きっとこれもブレイクに貢献したに違いない。
実践
早速買って帰ると今までの怨みつらみストレスイライラを晴らすかのように蝶つがい二つに五秒ぐらいずつ噴射。
「くさいくさい くさ~い」思わぬ落とし穴だけど、これであの音が無くなるのなら安いものである。
二、三回行き来させるとすっかりギギギ団は跡形もなくいなくなった。
すっきりした。
ところで少し冷静になって考えて見るとこの一番だけにこれだけの代物を買ってしまったことに若干後悔しだしたから、他にも何か用途はないかと注意書きを読んでみる。
興味深い一節を見つけた。
「有機溶剤の割合が高く、蒸発残留分は非常に少ないので長続きする潤滑効果は期待できない。」だって。
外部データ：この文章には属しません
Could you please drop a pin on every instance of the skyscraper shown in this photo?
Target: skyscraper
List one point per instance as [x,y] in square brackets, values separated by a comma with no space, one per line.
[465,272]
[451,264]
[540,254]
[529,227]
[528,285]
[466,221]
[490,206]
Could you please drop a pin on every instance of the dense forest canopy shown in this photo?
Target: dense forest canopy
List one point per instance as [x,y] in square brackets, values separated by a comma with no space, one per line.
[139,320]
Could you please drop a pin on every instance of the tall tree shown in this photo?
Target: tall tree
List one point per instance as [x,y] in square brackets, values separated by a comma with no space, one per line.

つまりこのドア専属の修理屋に、「5-56」が就任したってことなんだね。
これからも宜しくね。
ついでに「6-56」があるなら是非使ってみたい。
てゆーか友達に自慢したいね。
「5-56」よりキ・ク・ゼって。
飛べるよってね。
五爪の龍 - 2016年10月7日, 10:13 PM
「6-56」はありませんが「6-66」はありますよ
用途は「5-56」とほぼ一緒ですが
「marine formula」の記載があり
よりさびやすい塩水のかかる釣り具などにも使えるので
もっぱらこれを愛用しています
価格はだいぶ高めですが・・・
Pancho - 2018年3月17日, 8:33 PM
本国CRCには6-56もありますよ。6-66は「キリスト教圏では不吉」ということで、6番目の海水に強い船舶用防錆剤は6-56という商標です。KUREでは同様の製品を6-66として現在も販売しています。